On March 30, 2023, the Company entered into a securities purchase agreement with five investors, pursuant to which the Company agreed to sell 5,681,820 Class A ordinary shares (pre-reverse split), at a per share purchase price of $0.88. The gross proceeds to the Company from this Offering were approximately $5 million, before deducting any fees or expenses.

 

On August 2, 2023, the Company entered into a securities purchase agreement with an investor, pursuant to which the Company agreed to sell 2,083,333 Class A ordinary shares (pre-reverse split), at a per share purchase price of $0.48. The gross proceeds to the Company from this offering were approximately $1 million, before deducting any fees or expenses.

 

On February 23, 2024, the Company entered into a securities purchase agreement with several investors, pursuant to which the Company agreed to sell 1,300,000 Class A ordinary shares, at a per share purchase price of $1.00. The gross proceeds to the Company from this offering are approximately $1.30 million, before deducting any fees or expenses.

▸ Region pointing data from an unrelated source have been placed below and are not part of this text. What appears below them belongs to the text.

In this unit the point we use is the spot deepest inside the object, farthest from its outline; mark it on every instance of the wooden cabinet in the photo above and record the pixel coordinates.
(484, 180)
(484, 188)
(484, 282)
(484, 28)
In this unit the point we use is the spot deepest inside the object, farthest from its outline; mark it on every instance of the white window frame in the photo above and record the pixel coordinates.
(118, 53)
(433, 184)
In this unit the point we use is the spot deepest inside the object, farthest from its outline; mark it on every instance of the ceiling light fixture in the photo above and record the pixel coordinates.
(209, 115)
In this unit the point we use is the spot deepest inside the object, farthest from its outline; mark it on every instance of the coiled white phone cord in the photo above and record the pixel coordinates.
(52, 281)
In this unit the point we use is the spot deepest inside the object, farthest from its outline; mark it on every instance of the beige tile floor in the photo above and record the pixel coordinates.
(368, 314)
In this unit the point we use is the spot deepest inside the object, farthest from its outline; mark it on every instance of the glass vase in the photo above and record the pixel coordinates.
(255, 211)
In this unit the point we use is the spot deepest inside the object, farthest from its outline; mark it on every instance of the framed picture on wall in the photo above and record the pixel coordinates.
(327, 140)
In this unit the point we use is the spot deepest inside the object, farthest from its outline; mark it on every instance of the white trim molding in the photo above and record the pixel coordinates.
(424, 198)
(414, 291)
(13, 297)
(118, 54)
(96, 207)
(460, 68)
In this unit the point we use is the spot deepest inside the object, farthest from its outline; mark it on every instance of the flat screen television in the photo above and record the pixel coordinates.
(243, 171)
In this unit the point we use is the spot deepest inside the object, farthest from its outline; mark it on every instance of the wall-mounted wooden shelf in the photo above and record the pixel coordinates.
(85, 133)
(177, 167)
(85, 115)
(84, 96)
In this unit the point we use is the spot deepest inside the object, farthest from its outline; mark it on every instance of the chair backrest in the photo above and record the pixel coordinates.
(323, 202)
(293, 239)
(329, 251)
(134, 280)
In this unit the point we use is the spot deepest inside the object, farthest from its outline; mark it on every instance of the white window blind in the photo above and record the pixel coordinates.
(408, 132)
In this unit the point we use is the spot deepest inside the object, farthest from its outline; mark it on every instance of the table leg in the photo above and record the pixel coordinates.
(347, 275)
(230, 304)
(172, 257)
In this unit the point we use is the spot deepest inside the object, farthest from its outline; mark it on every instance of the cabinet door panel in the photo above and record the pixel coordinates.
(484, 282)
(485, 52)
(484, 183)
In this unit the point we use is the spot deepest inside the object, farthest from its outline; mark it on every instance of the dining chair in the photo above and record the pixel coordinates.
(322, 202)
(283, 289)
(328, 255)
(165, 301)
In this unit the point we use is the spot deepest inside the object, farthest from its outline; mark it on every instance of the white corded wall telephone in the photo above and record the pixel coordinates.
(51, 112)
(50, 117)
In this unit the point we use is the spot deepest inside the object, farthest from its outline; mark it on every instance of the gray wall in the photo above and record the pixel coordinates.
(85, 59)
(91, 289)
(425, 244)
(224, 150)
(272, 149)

In a concurrent private placement, the Company also issued the investors warrants to purchase up to 1,300,000 shares. Each warrant was exercisable for one Class A ordinary share. The warrants had an initial exercise price of $1.10 per share and are exercisable at any time on or after the date of issuance and will expire on the fifth anniversary of the issuance date. The 1,300,000 warrants were fully exercised on June 28, 2024.

 

On March 15, 2024, the Company entered into a securities purchase agreement (with several investors, pursuant to which the Company agreed to sell 1,727,941 Class A ordinary shares, at a per share purchase price of $1.36. The gross proceeds to the Company from this offering are approximately $2.35 million, before deducting any fees or expenses.

 

 

On May 28, 2024, the Company entered into securities purchase agreement (with certain investors pursuant to which the Company agreed to sell 102,041 Class A ordinary shares, (at a per share purchase price of $0.98. The gross proceeds to the Company from this offering are approximately $100,000, before deducting any fees or expenses.

 

On June 28, 2024, the Company entered into a securities purchase agreement with several investors, pursuant to which the Company agreed to sell 108,085 Class A ordinary shares, (the “Shares”), at a per share purchase price of $1.602. The gross proceeds to the Company from this offering are approximately $250,000, before deducting any fees or expenses.

 

Share-based Compensation

 

From January 1 to June 30, 2024, the Company issued an aggregate of 56,660 shares to its Chief Financial Officer as Share Compensation expense. The fair value of 56,660 shares was $ 97,800.

 

From January 1 to June 30, 2024, the Company issued an aggregate of 2,100,000 class B shares to its Chief Executive Officer as a Share Compensation expense. The fair value of 2,100,000 shares was $ 2,922,000.

 

From January 1 to June 30, 2024, the Company issued an aggregate of 886,000 shares to its directors as a Share Compensation expense. The fair value of 886,000 shares was $ 1,311,280.

 

From January 1 to June 30, 2024, the Company issued an aggregate of 153,032 shares) to its employees as a Share Compensation expense. The fair value of 153,032 shares was $ 249,040.

 

From January 1 to June 30, 2024, the Company issued aggregate of 436,633 shares to its consultants or consulting firms as Share Compensation expense.